Team Spider Development Web Page

5/15/2006

The three implementation changes outlined in the last update have been completed. The installer will be available later today to test out the new functionality. We should also have all our artifacts available on the website later today.

In the meantime, we have added the installer code to the deliverables section. This was requested by Dan so he could build a new installer for Office 2000.

5/10/2006

Team Spider met with Dan tonight to hand over our fully tested version of the Text Extraction Tool. Dan will be completing acceptance testing within the next few days. With any luck, everything will check out and we can get formal acceptance.

While at the meeting, Dan brought up a few final requests for us to complete. While a couple do involve changing the code, all are small and (hopefully) easily completed. The requests are listed below:

Add a parameter to specify where to send logging output
Create a canParse method in the TextExtractionTool interface that will return the id of the parser (as defined in the config.xml file) that would be used in parsing the file specified.
Add a parameter to specify the location of the config.xml file
Look into how we could add our DLL files to the Add References screen in Visual Studio .NET

We will also be posting the final versions of all our deliverables on the website shortly in addition to providing TCN with a CD containing all our deliverables.

5/8/2006

It's been a busy seven days. Team Spider has been working on a number of things in preparation for the end of the school year (and our undergraduate degrees here at RIT!).

To start, we have been implementing the final part of the Text Extraction Tool. A last minute change request was submitted to allow TCN to change the file types a parser will work for. We accomplished this with an XML configuration file. Now that we have completed that, we will be meeting with Dan on Wednesday to hand him our final product to begin acceptance testing. With a little bit of luck, we are done coding. We have also created a mini-app on Dan's request to show how an external system would interface with the Text Extraction Tool. That sample is now available on the Deliverables page.

The second item we have been working on is the poster presentation. Last Friday James and Ted presented our project to all that were interested in the Golisano building. From the reports we've received the event went over very well. We were planning on a repeat event this coming Friday but it now sounds like that will not involve actually presenting the posters to outsiders. If it is, Jim and Dan are more than welcome to attend.

The final item we have been working on is our Technical Document. We will be presenting Prof. Reddy with our final draft for review on Wednesday. He has agreed to provide any final feedback by Friday so that we can turn it in during Week 10.

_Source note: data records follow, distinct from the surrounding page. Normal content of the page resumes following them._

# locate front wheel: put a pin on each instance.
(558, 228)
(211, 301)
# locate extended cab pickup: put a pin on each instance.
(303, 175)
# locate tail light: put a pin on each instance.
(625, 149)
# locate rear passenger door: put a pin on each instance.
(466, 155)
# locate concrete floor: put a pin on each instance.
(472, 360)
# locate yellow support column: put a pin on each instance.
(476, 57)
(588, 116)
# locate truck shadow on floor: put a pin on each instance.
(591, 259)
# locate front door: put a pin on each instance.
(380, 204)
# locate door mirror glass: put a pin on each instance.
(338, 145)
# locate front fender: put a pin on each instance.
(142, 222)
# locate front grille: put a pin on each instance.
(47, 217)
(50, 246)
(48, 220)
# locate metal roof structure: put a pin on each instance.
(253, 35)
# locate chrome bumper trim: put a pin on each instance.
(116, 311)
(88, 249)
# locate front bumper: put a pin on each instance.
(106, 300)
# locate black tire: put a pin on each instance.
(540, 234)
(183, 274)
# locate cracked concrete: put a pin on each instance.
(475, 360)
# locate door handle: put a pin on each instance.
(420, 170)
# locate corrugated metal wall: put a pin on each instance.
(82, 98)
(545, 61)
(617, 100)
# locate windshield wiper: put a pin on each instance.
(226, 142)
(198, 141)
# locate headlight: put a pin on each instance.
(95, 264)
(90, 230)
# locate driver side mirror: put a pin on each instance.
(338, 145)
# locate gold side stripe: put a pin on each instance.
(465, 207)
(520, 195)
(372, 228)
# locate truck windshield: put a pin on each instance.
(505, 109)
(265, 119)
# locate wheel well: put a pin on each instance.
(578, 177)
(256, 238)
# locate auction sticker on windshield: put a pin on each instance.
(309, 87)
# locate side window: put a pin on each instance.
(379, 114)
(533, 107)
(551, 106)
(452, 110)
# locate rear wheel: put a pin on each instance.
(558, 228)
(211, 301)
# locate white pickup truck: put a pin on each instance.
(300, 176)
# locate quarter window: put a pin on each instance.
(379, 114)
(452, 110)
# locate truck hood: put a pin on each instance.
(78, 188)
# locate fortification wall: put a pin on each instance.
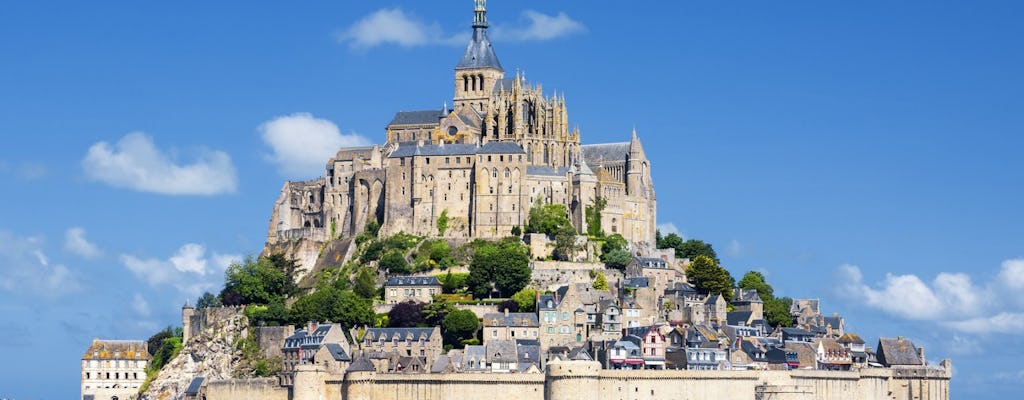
(257, 389)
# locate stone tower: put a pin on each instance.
(187, 311)
(478, 70)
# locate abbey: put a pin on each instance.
(481, 164)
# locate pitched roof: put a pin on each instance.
(337, 352)
(511, 319)
(422, 117)
(413, 281)
(597, 154)
(897, 351)
(117, 350)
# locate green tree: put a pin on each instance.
(442, 223)
(256, 281)
(504, 265)
(708, 276)
(207, 300)
(548, 219)
(756, 280)
(394, 262)
(617, 259)
(460, 325)
(366, 282)
(526, 299)
(331, 304)
(593, 213)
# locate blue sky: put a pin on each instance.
(864, 152)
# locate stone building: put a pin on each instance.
(411, 289)
(482, 164)
(114, 369)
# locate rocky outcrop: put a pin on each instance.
(211, 354)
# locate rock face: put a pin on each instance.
(210, 354)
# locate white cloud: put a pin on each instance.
(908, 297)
(139, 305)
(76, 242)
(668, 227)
(188, 270)
(134, 163)
(392, 26)
(301, 144)
(734, 249)
(540, 27)
(27, 269)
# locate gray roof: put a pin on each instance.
(195, 386)
(495, 147)
(598, 154)
(337, 352)
(479, 53)
(502, 351)
(511, 319)
(413, 281)
(897, 351)
(360, 363)
(390, 334)
(417, 118)
(546, 171)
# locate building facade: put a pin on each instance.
(481, 163)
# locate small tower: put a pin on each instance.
(478, 70)
(187, 311)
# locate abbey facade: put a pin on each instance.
(481, 164)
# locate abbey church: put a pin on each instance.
(481, 164)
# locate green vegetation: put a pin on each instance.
(163, 346)
(502, 266)
(594, 217)
(460, 327)
(442, 221)
(265, 280)
(776, 309)
(708, 276)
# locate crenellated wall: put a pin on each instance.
(586, 380)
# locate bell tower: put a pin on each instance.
(478, 70)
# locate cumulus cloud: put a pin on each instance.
(188, 270)
(27, 269)
(669, 227)
(393, 26)
(540, 27)
(76, 242)
(135, 163)
(301, 144)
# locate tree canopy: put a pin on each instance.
(708, 276)
(503, 266)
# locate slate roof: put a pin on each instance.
(117, 350)
(512, 319)
(417, 118)
(479, 53)
(337, 352)
(401, 334)
(359, 364)
(546, 171)
(735, 317)
(494, 147)
(897, 351)
(195, 386)
(413, 281)
(598, 154)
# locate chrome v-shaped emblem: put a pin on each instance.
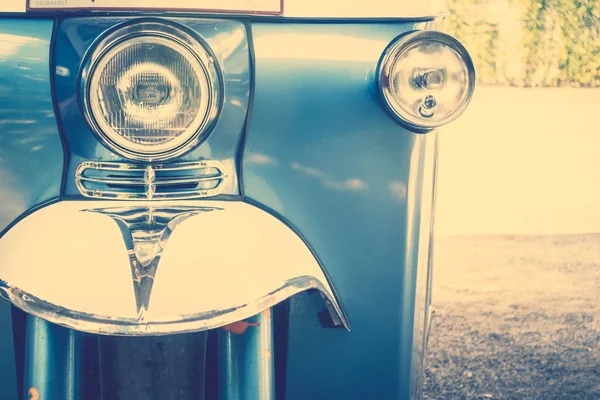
(146, 231)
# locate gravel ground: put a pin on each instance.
(516, 317)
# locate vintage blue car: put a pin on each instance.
(220, 199)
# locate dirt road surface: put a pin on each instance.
(517, 317)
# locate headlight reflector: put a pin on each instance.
(151, 91)
(426, 79)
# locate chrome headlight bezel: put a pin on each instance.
(186, 43)
(387, 63)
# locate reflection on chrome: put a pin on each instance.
(141, 276)
(124, 181)
(146, 232)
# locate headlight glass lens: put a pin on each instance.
(427, 79)
(149, 96)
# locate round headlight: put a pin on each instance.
(426, 79)
(151, 91)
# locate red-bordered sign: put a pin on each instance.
(247, 7)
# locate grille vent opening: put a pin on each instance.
(152, 182)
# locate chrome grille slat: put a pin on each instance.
(155, 182)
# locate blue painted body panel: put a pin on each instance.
(52, 361)
(228, 41)
(31, 152)
(322, 153)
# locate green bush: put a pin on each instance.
(530, 42)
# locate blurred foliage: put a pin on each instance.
(530, 42)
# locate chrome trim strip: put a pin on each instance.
(150, 181)
(74, 266)
(333, 9)
(267, 7)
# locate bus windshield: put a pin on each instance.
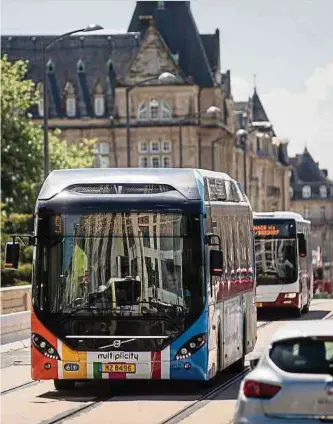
(276, 261)
(132, 263)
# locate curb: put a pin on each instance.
(10, 347)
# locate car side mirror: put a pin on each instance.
(302, 245)
(12, 255)
(216, 263)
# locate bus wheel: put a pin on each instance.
(297, 312)
(64, 384)
(239, 365)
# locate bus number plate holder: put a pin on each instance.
(118, 368)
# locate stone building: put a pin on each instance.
(311, 195)
(266, 162)
(185, 122)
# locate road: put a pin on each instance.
(139, 403)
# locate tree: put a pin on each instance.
(22, 141)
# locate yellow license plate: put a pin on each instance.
(121, 368)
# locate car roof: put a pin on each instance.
(306, 328)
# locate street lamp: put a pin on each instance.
(242, 135)
(89, 28)
(164, 78)
(212, 110)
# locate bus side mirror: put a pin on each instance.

Everything is proceeding along very smoothly in all three of these areas.

5/1/2006

We met with Dr. Reddy today to discuss the Technical paper we have to produce before the end of the quarter. We had presented him with a draft copy which he commented on. We have some rephrasing to do across the document but all the important parts were present.

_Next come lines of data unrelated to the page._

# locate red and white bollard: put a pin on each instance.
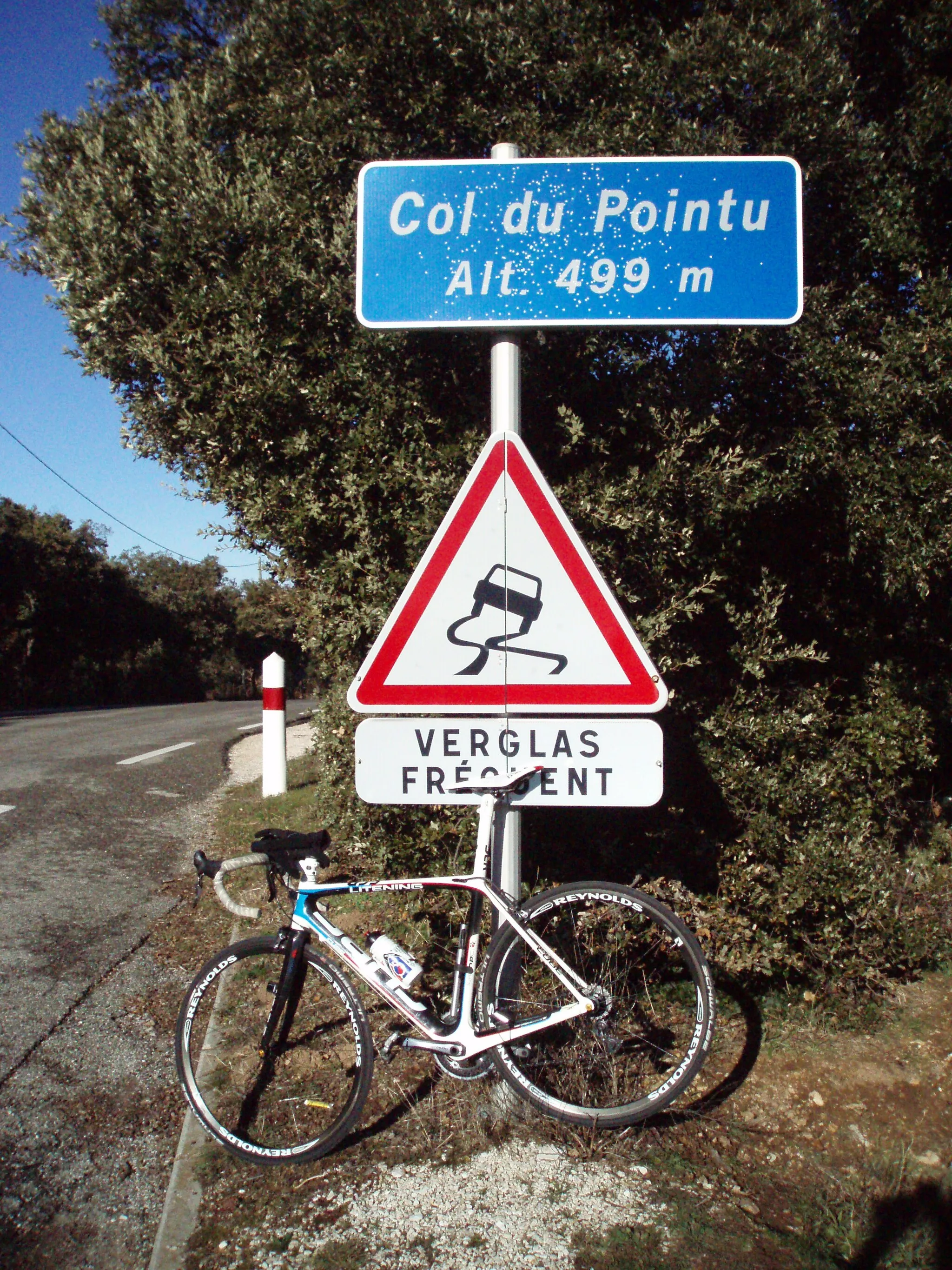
(275, 760)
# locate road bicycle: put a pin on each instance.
(593, 1001)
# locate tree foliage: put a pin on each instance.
(78, 628)
(772, 507)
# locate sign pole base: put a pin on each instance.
(507, 417)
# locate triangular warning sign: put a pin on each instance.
(507, 611)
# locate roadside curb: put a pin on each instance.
(183, 1198)
(183, 1201)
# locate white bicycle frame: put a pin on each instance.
(460, 1041)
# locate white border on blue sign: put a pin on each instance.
(498, 324)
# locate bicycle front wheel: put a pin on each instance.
(300, 1100)
(654, 1015)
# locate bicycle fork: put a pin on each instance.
(287, 994)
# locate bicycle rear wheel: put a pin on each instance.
(654, 1017)
(298, 1103)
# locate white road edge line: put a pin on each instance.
(155, 753)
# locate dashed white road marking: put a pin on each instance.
(155, 753)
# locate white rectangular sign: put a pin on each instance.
(584, 762)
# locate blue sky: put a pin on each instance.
(72, 419)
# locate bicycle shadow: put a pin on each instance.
(749, 1010)
(926, 1204)
(393, 1117)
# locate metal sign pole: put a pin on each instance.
(506, 416)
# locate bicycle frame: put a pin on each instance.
(459, 1037)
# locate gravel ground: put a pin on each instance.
(516, 1206)
(245, 758)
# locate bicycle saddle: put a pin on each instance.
(286, 847)
(508, 784)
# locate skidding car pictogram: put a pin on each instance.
(512, 596)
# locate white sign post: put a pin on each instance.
(506, 416)
(275, 764)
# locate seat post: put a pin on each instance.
(484, 835)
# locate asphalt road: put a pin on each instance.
(89, 843)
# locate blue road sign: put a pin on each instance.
(579, 243)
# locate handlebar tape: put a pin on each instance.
(256, 858)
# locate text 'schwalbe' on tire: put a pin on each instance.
(303, 1102)
(655, 1017)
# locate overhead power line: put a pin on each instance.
(101, 508)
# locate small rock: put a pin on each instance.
(860, 1136)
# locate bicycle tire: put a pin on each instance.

As for the project, we are almost complete. We need to complete support for the config file and we will be ready to start acceptance testing.

4/19/2006

The meeting with TCN today went well. I think we reached an agreement we are all at least somewhat happy with. After some discussion with Dan, we agreed that it was best to leave the design as it is, mainly since little or nothing is gained by implementing the change. Instead we are going to create a config file that the parsers will look to in order to determine what file extensions they can parse. This way, if an RTF file keeps failing with our parser, TCN can switch it over to the Word parser (which also supports RTF) quickly and easily. This change should be completed within the next week or two, depending on how much time the poster and technical paper takes up.

As for the technical paper and poster, we have submitted both for review by Professor Reddy. He has provided some initial feedback about the poster. We are continuing to revise both of these documents as we review them internally as well.

4/12/2006

We just got back from our meeting with TCN. The Word and Excel parsers we had implemented worked fine. Due to a miscommunication, Ted didn't have the latest code for the PowerPoint parser which caused it to produce errors. We are going to email TCN the updated version soon.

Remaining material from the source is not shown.